Born on the Spanish island of Minorca, Orfila was educated by French and English tutors before studying science in Valencia (where he fell afoul of the Inquisition), Barcelona and Paris. Well received in Parisian society, he eventually earned a professorship in chemistry at the Athénée of Paris and became royal physician to Louis XVIII. His emphasis on the medical applications of chemistry led to the publication of his seminal Traité des poisons tirés des règnes minéral, végétal et animal; ou, Toxicologie générale as well as Secours à donner aux personnes empoisonnées ou asphyxiées, suivis des moyens propres à reconnaître les poisons et les vins frelatés et à distinguer la mort réelle de la mort apparente.

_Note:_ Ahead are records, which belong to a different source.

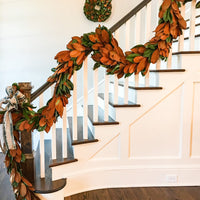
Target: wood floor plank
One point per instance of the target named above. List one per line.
(145, 193)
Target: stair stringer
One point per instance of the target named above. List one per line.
(91, 173)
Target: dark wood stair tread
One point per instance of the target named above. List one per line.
(140, 87)
(167, 70)
(100, 117)
(80, 132)
(58, 162)
(46, 185)
(120, 101)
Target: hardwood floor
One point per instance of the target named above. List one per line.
(149, 193)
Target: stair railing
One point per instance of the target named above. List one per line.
(133, 18)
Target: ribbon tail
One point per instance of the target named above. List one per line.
(8, 131)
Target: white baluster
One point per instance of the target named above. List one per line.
(106, 103)
(181, 37)
(148, 35)
(126, 80)
(137, 39)
(116, 80)
(85, 95)
(75, 132)
(158, 64)
(95, 95)
(169, 60)
(192, 25)
(64, 134)
(53, 139)
(42, 153)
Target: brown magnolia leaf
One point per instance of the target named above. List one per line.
(78, 39)
(105, 36)
(146, 69)
(18, 158)
(12, 176)
(182, 23)
(26, 182)
(19, 152)
(93, 38)
(75, 53)
(166, 29)
(80, 58)
(21, 126)
(59, 106)
(155, 56)
(137, 59)
(97, 46)
(69, 45)
(16, 134)
(26, 125)
(109, 47)
(23, 190)
(7, 161)
(132, 68)
(17, 177)
(78, 47)
(13, 152)
(114, 42)
(166, 4)
(134, 50)
(141, 50)
(115, 56)
(62, 56)
(159, 27)
(42, 122)
(96, 57)
(142, 64)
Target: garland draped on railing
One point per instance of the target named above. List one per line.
(106, 53)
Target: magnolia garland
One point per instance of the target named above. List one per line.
(105, 52)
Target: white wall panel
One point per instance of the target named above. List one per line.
(195, 129)
(156, 135)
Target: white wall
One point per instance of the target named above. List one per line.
(33, 31)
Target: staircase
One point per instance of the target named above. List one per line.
(137, 131)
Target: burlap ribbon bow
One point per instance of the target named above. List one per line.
(12, 102)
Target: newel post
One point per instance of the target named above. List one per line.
(26, 139)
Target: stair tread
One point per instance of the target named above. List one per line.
(120, 101)
(80, 132)
(140, 87)
(100, 117)
(46, 185)
(57, 162)
(167, 70)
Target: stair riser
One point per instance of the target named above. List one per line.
(112, 113)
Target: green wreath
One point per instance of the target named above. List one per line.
(97, 10)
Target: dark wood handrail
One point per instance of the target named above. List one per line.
(45, 86)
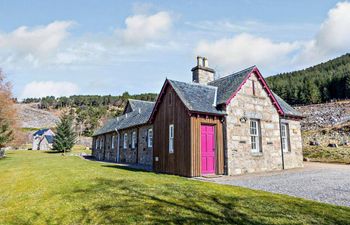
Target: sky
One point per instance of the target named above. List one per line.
(63, 48)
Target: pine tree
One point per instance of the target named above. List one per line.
(347, 85)
(8, 126)
(65, 136)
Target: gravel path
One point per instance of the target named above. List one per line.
(329, 183)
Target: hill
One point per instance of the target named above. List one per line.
(31, 117)
(89, 111)
(317, 84)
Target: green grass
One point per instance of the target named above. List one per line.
(43, 188)
(327, 154)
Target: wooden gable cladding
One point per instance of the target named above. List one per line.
(172, 111)
(186, 159)
(196, 122)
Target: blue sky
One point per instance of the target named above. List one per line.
(108, 47)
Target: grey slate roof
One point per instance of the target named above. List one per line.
(49, 138)
(228, 85)
(197, 97)
(286, 108)
(40, 132)
(141, 112)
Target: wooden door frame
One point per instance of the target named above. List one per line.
(216, 147)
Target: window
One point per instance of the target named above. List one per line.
(255, 136)
(97, 142)
(133, 139)
(149, 138)
(285, 137)
(125, 143)
(253, 87)
(171, 138)
(112, 141)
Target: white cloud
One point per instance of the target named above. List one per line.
(34, 43)
(332, 38)
(49, 88)
(141, 29)
(245, 50)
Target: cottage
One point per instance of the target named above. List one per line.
(43, 139)
(231, 125)
(128, 138)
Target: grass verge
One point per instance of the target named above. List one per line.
(327, 154)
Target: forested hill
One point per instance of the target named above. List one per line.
(88, 100)
(321, 83)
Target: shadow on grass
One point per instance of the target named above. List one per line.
(131, 202)
(129, 168)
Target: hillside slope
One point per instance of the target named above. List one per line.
(317, 84)
(32, 117)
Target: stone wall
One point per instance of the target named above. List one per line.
(141, 154)
(145, 155)
(294, 157)
(247, 105)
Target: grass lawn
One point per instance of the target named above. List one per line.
(47, 188)
(327, 154)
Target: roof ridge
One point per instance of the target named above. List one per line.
(235, 73)
(132, 99)
(196, 84)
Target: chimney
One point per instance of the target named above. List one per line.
(201, 73)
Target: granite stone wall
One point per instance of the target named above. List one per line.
(247, 105)
(145, 156)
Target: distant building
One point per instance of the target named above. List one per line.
(43, 139)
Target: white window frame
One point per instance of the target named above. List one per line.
(171, 138)
(112, 145)
(285, 137)
(97, 143)
(133, 139)
(125, 141)
(254, 129)
(150, 138)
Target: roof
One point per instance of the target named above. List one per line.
(40, 132)
(229, 84)
(139, 116)
(286, 108)
(49, 138)
(197, 97)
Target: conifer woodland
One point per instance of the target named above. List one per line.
(318, 84)
(8, 125)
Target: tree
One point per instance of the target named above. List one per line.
(8, 123)
(65, 136)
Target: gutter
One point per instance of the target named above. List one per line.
(282, 153)
(118, 145)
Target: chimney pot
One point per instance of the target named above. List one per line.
(199, 61)
(205, 62)
(202, 74)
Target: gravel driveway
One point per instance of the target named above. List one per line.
(329, 183)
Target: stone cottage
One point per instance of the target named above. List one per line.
(127, 138)
(43, 139)
(231, 125)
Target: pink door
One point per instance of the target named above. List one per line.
(208, 149)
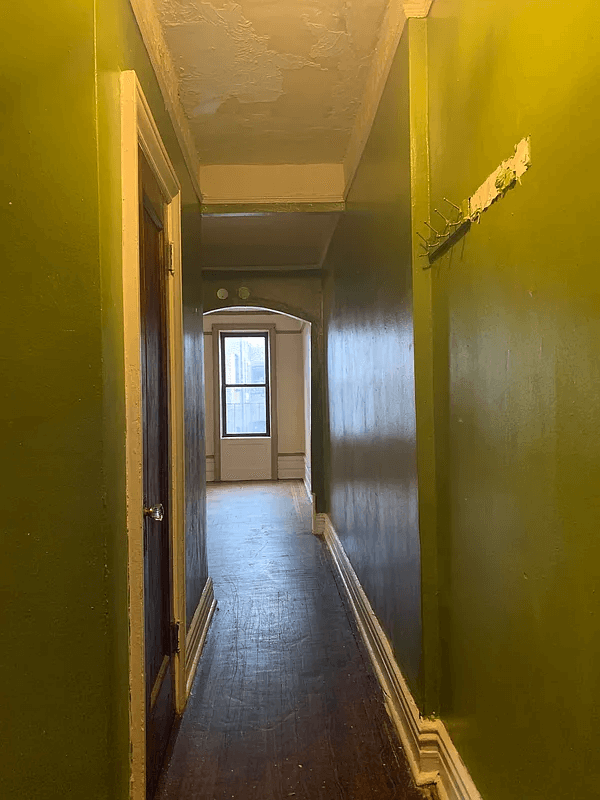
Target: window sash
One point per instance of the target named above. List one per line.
(264, 335)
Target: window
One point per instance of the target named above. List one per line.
(245, 384)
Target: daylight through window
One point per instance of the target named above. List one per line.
(245, 384)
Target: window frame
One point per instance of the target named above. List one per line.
(224, 385)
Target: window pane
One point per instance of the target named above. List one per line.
(245, 359)
(246, 411)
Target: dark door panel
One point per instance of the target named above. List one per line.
(160, 706)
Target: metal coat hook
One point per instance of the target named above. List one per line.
(453, 231)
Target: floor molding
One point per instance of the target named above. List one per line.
(196, 635)
(432, 757)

Beginning in 1830, as dean of the Faculty of Medicine, he reorganized the medical school including instituting more rigorous testing. He also established a dissection center, botanical gardens, hospitals, museums and a medical school in Tours. Through the use of analytical chemistry and his own clinical trials, Orfila made significant advances in forensic science and, just as importantly, published his findings making them widely available to “his colleagues in the provinces, doctors, officiers de santé and chemists, who could help spread his ideas on poison among the general population,” (“Mateu Orfila i Rotger (1787-1853): Science, medicine and crime in the nineteenth century,” Contributions to Science, Bertomeu Sanchez).
However, it was as an expert in criminal cases that he became best known, frequently traveling to testify in court. As a result, his name was frequently in the press and “the views he maintained in these trials were passionately discussed for a considerable time, provoking a long debate in and outside academic circles that lasted until after his death,” (ibid.). His monarchist opinions as well as the polarizing nature of some of his experiments and hypotheses led to his removal from his post as dean after the 1848 revolution, but he was reinstated in 1851 and elected president of the Academy of Medicine.
In 1843, Orfila served as an expert before the Court of Assizes of the Loire and subsequently published his “Case of poisoning by a compound of lead, brought before the assize court of Haute-Loire, August 22, 1843, then before the assize court of Puy-de-Dôme, November 29, 1843.” The court case that is the subject of our letter was another case of poisoning, this time by iron sulfate, in which he testified on June 13, 1851 and which he cited in his work on the subject published in the Annales d’hygiène et de mèdicine légale.
Folded into quarters. With scattered foxing. In very good condition. Rare.